Clearly, a possible disadvantage of our approach is the need to fuse the PQS peptide(s) to the protein(s) of interest. This can cause artifacts as the PQS tag may perturb protein folding, or have unexpected effects on transcription or translation. We focused all genome engineering efforts on the C-terminus of the native protein, as we rationalized the risk of interference with regulatory elements is lower at this end of the protein36,37. Nevertheless, at this point it is hard to predict interference effects of fused sequences on protein expression, folding or interactions and use of tagging by genome editing should be approached empirically. The incorporation of PQS peptides in an ‘Inntag’38 design process may minimize these artifacts.

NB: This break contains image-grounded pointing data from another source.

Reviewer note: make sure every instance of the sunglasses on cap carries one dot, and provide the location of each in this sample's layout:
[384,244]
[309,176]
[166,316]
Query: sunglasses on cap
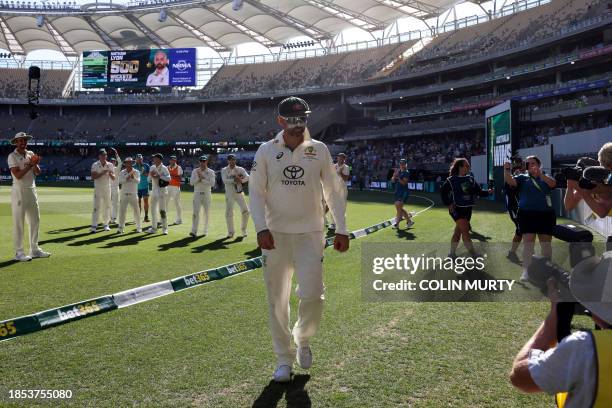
[296,121]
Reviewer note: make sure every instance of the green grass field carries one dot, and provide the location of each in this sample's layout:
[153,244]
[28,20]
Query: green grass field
[210,346]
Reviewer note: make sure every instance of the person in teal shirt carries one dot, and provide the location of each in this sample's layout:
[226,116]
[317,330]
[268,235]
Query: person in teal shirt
[536,215]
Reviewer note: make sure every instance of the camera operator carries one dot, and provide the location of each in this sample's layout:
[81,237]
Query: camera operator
[512,200]
[578,370]
[601,203]
[535,214]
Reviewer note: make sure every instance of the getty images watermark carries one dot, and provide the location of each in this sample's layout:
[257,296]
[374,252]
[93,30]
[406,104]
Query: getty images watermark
[426,272]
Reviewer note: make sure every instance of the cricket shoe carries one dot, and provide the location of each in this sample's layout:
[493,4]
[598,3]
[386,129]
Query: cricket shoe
[282,373]
[304,357]
[39,254]
[21,257]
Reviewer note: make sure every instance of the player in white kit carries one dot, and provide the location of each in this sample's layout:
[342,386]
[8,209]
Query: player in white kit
[23,164]
[102,173]
[203,180]
[174,189]
[129,179]
[116,160]
[233,178]
[290,176]
[160,178]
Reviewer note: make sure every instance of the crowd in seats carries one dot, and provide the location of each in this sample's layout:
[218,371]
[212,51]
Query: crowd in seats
[14,82]
[373,159]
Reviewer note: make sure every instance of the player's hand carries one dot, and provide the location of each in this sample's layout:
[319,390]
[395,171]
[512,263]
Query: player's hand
[341,243]
[265,240]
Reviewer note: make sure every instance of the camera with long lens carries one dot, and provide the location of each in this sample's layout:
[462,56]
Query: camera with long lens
[581,255]
[574,173]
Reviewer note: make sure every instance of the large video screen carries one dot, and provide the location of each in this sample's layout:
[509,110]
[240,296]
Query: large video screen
[139,68]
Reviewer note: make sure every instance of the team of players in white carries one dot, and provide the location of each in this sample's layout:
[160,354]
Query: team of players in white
[291,176]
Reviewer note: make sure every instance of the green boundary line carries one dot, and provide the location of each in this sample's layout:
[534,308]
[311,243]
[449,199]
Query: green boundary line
[23,325]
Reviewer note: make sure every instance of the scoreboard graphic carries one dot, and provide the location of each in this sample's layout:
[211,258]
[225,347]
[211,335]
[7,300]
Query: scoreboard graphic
[139,68]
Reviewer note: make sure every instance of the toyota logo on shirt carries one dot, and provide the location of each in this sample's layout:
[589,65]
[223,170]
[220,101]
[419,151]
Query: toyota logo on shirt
[293,174]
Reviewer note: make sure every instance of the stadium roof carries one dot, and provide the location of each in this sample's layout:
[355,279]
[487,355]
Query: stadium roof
[71,28]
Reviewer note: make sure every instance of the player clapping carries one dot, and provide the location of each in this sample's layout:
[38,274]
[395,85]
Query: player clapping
[129,179]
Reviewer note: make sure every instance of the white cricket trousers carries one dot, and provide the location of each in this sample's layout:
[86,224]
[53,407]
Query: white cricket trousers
[102,205]
[24,205]
[232,197]
[157,205]
[130,199]
[302,253]
[114,202]
[201,201]
[174,194]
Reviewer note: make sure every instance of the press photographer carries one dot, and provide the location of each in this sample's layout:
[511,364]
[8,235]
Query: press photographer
[577,370]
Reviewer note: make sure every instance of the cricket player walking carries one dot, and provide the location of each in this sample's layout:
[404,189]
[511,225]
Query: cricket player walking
[233,178]
[102,172]
[143,187]
[116,160]
[203,180]
[129,179]
[290,176]
[23,164]
[174,189]
[160,178]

Classical Co-IP approaches typically rely on semi-quantitative Western analysis as a read-out39. The LUMIER approach where a luciferase-tagged prey is captured by an epitope-tagged bait is an alternative binary approach in which the luminescence read-out is accurately quantified40. However, bait quantification is completely lacking in this system. The PQS peptides presented here provide a simple and efficient way to quantify bait and prey both in lysates and enriched fractions. This information can be used to help elucidate the stoichiometry of the complex and can provide information on the affinity of the associations41. Moreover, the actual protocol used to obtain the protein complexes can be optimized using the PQS peptides by monitoring losses in steps of the pull-down process. The work from Hakhverdyan et al. clearly demonstrates a need for lysis optimization or even complementary lysis conditions to obtain a comprehensive view on a protein complex42. Use of the PQS peptides can now be extended to binary reference sets as described for the binary PPI approaches43. This will allow a side-by-side comparison between classical Co-IP pull down experiments and binary approaches such as yeast two-hybrid and MAPPIT44,45. While most of the published Co-IP data involves forced expression of bait and prey proteins, the revolution of genome engineering tools now allows the rapid engineering of epitope tags in endogenous proteins as demonstrated in this work37. Further optimization and streamlining of the SRM protocol for detection of the PQS peptides may allow the assessment of small molecule effects on protein expression or on PPIs as shown for the nutlin3 effect on the p53 - MDM2 interaction. Although true high-throughput screens may be too ambitious for this technology because of the sequential nature of the analysis, focused screens on lead(-optimized) compounds are clearly within reach.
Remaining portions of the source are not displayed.